#### Q1. A company conducted a survey of its employees and found that 70% of the employees use the
company's health insurance plan, while 40% of the employees who use the plan are smokers. What is the
probability that an employee is a smoker given that he/she uses the health insurance plan?

#### Ans:

To determine the probability that an employee is a smoker given that they use the health insurance plan, we can use Bayes' theorem. Let's define the events:

A: Employee uses the health insurance plan.
B: Employee is a smoker.

We are given the following information:

P(A) = 70% = 0.70 (probability that an employee uses the health insurance plan)
P(B|A) = 40% = 0.40 (probability that an employee is a smoker given that they use the health insurance plan)

Bayes' theorem states:

P(B|A) = (P(A|B) * P(B)) / P(A)

We need to find P(B|A), which represents the probability of an employee being a smoker given that they use the health insurance plan.

P(B|A) = (P(A|B) * P(B)) / P(A)

Substituting the given values:

P(B|A) = (0.40 * P(B)) / 0.70

We need to determine P(B), the probability that an employee is a smoker. However, we don't have this information in the given data. Without knowing the overall percentage of smokers in the company, we cannot calculate P(B|A) accurately.
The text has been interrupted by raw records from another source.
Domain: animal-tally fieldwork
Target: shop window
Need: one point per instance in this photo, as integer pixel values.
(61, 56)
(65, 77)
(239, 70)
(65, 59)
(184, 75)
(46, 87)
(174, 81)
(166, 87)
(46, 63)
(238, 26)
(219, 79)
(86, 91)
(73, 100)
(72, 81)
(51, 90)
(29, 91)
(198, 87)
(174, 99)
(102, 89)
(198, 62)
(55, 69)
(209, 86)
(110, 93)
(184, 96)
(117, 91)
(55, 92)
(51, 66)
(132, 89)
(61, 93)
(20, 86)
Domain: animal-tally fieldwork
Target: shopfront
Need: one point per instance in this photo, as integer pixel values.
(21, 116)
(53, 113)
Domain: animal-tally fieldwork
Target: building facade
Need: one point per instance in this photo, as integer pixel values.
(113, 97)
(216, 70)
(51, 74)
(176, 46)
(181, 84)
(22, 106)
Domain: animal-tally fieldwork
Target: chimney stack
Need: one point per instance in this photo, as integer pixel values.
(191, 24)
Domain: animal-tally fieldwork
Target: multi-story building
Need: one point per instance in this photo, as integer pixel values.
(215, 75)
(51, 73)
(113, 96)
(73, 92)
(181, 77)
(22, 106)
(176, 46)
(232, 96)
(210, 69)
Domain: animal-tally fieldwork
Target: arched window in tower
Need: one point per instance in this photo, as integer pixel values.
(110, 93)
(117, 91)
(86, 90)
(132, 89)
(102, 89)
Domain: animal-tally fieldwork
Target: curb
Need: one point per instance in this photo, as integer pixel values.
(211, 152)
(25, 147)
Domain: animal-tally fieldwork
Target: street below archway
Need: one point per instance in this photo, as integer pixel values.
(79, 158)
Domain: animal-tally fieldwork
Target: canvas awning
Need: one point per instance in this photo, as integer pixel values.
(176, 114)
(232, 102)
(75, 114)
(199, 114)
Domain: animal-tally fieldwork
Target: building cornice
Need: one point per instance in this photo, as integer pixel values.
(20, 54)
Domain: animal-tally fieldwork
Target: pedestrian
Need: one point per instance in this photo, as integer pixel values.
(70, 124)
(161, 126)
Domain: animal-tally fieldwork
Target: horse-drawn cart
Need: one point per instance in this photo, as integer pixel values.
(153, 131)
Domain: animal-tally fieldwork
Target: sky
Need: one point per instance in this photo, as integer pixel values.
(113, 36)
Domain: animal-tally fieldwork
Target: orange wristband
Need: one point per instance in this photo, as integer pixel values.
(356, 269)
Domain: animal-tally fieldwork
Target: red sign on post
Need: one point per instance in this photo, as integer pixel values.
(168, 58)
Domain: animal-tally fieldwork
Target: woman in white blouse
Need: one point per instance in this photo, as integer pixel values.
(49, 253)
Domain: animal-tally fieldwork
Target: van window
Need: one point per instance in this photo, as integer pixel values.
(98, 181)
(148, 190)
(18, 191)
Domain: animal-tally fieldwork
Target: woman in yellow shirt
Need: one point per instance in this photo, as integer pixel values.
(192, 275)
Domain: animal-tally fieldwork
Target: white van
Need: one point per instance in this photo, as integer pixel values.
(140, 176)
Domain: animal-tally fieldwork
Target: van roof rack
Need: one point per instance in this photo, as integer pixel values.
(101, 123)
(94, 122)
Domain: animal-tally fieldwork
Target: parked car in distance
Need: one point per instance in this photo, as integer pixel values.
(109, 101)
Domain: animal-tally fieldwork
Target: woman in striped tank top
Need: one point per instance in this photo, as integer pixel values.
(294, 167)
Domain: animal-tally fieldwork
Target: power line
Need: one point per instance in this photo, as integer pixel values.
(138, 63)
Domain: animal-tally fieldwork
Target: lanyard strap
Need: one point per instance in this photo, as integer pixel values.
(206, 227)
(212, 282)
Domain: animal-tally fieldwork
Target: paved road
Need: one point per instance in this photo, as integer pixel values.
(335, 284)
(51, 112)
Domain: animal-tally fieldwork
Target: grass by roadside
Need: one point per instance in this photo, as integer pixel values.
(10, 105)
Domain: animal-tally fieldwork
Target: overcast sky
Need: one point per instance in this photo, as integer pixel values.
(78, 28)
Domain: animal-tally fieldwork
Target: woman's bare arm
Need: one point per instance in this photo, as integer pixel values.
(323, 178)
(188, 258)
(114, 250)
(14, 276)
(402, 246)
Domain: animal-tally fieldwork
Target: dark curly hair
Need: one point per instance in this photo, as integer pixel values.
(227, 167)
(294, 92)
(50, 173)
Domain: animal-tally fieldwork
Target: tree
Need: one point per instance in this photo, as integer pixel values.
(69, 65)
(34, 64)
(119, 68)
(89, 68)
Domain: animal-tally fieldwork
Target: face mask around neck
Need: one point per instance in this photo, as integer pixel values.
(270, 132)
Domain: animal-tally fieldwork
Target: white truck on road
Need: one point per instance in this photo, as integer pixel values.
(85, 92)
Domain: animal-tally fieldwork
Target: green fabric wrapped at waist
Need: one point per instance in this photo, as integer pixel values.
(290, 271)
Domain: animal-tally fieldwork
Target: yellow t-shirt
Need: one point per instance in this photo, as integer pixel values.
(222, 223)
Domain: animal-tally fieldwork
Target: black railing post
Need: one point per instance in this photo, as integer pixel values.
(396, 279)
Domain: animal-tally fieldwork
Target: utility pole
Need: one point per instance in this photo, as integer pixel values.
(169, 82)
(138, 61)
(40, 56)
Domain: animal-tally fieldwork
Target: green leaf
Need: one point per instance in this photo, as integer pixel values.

##### Q2. What is the difference between Bernoulli Naive Bayes and Multinomial Naive Bayes?

#### Ans:

Bernoulli Naive Bayes and Multinomial Naive Bayes are two variants of the Naive Bayes algorithm commonly used in machine learning for classification tasks. The main difference between them lies in the type of data they can handle and their underlying assumptions. Here's a comparison:

1. Bernoulli Naive Bayes:
   - Suitable for binary feature data, where each feature is a binary variable (e.g., presence or absence of a particular word in a document).
   - Assumes that each feature is conditionally independent of each other given the class label.
   - It models the presence or absence of a feature using a Bernoulli distribution (a discrete distribution with two possible outcomes).
   - Often used in text classification tasks, such as sentiment analysis or spam detection.

2. Multinomial Naive Bayes:
   - Suitable for categorical feature data, where each feature represents the count or frequency of a specific event (e.g., word counts in a document).
   - Assumes that each feature follows a multinomial distribution, which represents the probability of observing different categories of events.
   - Allows multiple occurrences of a feature in a single instance and takes into account the frequencies of different features.
   - Commonly used in text classification tasks where the frequency of words or terms in documents is important, such as document classification or topic modeling.

In summary, Bernoulli Naive Bayes is used for binary features (presence/absence), while Multinomial Naive Bayes is suitable for categorical features with multiple occurrences and frequencies. The choice between them depends on the nature of the data and the specific requirements of the classification problem.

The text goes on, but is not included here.